By Sharanya Gopinathan
A 23-year-old pregnant woman named Sana Khan from Mumbai was turned away from BMC Maternity Home, simply because she didn’t have an Aadhaar card. She was only allowed to be admitted into the maternity home after activists intervened on her behalf.
Of course, refusing to serve a patient because she doesn’t have an Aadhaar card isn’t legal…yet. Still, various government bodies and institutions working in health care have slowly been making moves that make it all but impossible to receive comprehensive treatment without having an Aadhaar card.
Back in June, we saw a lot of back and forth in the newspapers about whether it was necessary for TB patients to have an Aadhaar card, after it was reported that the government had made it mandatory for TB patients to have Aadhaar cards if they wanted to receive the cash assistance given out by the government. As it stands, they do need an Aadhaar card to avail cash benefits, but won’t be turned away or denied treatment if they don’t have one.
Meanwhile, the UP government has made it mandatory for people to have Aadhaar cards if they want to avail of the state’s ambulance services. If you call an ambulance to your home, either you or your relative needs to have an Aadhaar. Can you imagine the confusion, chaos and loss of life this could cause, considering the obvious fact that ambulances are only called for in dire emergencies where you don’t have the time to hunt down an Aadhaar-registered cousin? What would happen to pregnant women on the brink of delivering babies?

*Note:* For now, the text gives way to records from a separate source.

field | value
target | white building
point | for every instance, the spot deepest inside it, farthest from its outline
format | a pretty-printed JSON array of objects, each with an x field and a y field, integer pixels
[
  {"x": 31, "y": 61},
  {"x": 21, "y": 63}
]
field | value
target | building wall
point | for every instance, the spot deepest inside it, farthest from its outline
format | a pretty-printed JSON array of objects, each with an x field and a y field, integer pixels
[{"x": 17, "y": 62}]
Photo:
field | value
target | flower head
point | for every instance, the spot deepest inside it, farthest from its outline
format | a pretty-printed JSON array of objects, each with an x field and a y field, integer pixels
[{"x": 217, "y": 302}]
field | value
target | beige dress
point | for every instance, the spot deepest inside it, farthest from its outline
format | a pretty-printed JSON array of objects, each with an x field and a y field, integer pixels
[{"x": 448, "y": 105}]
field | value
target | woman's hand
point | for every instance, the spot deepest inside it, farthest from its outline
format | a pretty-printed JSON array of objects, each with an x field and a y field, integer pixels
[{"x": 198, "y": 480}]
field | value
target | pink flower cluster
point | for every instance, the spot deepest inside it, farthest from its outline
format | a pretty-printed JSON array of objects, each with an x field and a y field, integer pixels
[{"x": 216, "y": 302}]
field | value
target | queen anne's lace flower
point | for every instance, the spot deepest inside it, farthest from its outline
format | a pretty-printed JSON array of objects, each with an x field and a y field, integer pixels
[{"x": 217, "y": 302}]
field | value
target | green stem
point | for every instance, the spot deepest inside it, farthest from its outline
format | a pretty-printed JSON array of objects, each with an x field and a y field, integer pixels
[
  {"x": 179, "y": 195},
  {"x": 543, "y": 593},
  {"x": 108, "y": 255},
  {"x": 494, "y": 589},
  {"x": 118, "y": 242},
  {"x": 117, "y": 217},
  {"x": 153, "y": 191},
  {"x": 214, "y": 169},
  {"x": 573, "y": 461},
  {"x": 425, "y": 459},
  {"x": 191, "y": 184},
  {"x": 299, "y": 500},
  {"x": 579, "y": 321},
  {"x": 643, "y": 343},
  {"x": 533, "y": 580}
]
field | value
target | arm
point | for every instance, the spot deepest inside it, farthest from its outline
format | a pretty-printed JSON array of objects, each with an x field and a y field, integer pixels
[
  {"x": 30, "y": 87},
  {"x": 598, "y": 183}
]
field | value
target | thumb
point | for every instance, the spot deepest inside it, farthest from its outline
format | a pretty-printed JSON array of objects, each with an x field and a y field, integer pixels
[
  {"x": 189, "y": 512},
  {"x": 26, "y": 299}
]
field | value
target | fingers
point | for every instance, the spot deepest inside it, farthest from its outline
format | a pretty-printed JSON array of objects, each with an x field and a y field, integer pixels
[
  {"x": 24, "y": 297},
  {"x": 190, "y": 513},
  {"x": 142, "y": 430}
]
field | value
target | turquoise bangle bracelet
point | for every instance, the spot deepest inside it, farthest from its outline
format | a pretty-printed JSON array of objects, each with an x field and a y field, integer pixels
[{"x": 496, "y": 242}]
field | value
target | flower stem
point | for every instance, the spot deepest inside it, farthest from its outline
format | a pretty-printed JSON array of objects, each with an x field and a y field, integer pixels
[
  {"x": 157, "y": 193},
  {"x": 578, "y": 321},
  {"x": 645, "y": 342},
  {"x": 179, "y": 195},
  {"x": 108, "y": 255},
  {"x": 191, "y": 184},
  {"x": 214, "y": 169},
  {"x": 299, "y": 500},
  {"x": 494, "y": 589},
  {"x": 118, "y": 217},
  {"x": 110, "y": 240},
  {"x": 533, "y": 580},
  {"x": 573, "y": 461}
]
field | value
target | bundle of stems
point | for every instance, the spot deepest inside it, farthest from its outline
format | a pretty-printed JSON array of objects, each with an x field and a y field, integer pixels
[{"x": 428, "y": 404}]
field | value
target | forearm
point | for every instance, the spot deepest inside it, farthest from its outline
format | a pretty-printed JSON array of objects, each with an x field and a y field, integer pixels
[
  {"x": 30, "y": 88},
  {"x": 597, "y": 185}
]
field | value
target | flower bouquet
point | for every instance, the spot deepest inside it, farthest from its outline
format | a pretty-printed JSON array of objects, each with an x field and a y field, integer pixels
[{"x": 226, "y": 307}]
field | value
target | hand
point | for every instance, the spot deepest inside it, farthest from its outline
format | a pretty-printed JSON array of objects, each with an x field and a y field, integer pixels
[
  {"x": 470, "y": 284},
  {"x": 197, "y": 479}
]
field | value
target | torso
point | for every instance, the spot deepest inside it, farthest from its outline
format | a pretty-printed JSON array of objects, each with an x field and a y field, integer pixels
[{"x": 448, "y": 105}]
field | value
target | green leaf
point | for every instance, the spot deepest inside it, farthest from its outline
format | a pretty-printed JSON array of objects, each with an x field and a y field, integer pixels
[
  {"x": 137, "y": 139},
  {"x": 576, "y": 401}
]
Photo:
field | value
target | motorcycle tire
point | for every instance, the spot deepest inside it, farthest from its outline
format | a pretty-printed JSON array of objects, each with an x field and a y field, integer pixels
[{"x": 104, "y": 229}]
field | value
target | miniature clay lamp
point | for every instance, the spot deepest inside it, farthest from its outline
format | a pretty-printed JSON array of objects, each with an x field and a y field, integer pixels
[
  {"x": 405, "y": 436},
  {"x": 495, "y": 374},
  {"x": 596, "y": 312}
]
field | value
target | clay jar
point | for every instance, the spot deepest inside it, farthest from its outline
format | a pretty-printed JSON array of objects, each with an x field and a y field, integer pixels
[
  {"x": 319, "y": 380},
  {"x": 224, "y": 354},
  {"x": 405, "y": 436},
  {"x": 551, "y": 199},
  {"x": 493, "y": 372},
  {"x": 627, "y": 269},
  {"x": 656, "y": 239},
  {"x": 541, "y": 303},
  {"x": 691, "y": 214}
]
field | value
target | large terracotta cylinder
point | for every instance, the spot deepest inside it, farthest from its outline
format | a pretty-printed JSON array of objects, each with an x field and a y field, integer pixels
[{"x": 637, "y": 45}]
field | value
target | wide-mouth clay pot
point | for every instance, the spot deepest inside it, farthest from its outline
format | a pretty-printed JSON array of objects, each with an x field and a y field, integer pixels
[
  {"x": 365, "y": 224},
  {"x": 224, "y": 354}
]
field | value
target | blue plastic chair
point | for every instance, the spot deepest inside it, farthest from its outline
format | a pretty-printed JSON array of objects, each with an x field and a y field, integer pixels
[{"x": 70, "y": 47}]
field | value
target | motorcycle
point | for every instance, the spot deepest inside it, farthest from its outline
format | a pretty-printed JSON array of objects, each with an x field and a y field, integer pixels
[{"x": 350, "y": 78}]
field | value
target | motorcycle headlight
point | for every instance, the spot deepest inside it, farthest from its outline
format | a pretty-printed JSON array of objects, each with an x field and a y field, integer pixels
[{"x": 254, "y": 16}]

This story from Mumbai, of course, comes close on the heels of a truly terrible story from Jharkand which activists are basically calling murder by the government. An 11-year-old tribal girl named Santoshi Devi from Simdega died of starvation after her family was denied food rations because their ration card was not linked with Aadhaar. This terrible even was a result of the government going ahead with a move to cancel non-linked cards, a move the Supreme Court had already issued a directive against.
Despite this tragedy, the Jharkand government intends to continue with the plan to cancel ration cards that aren’t linked to Aadhaar cards, making it clear that in the case of universal Aadhaar, there’s literally nothing the government puts above it: not privacy, not bodily integrity, not medicine, not food.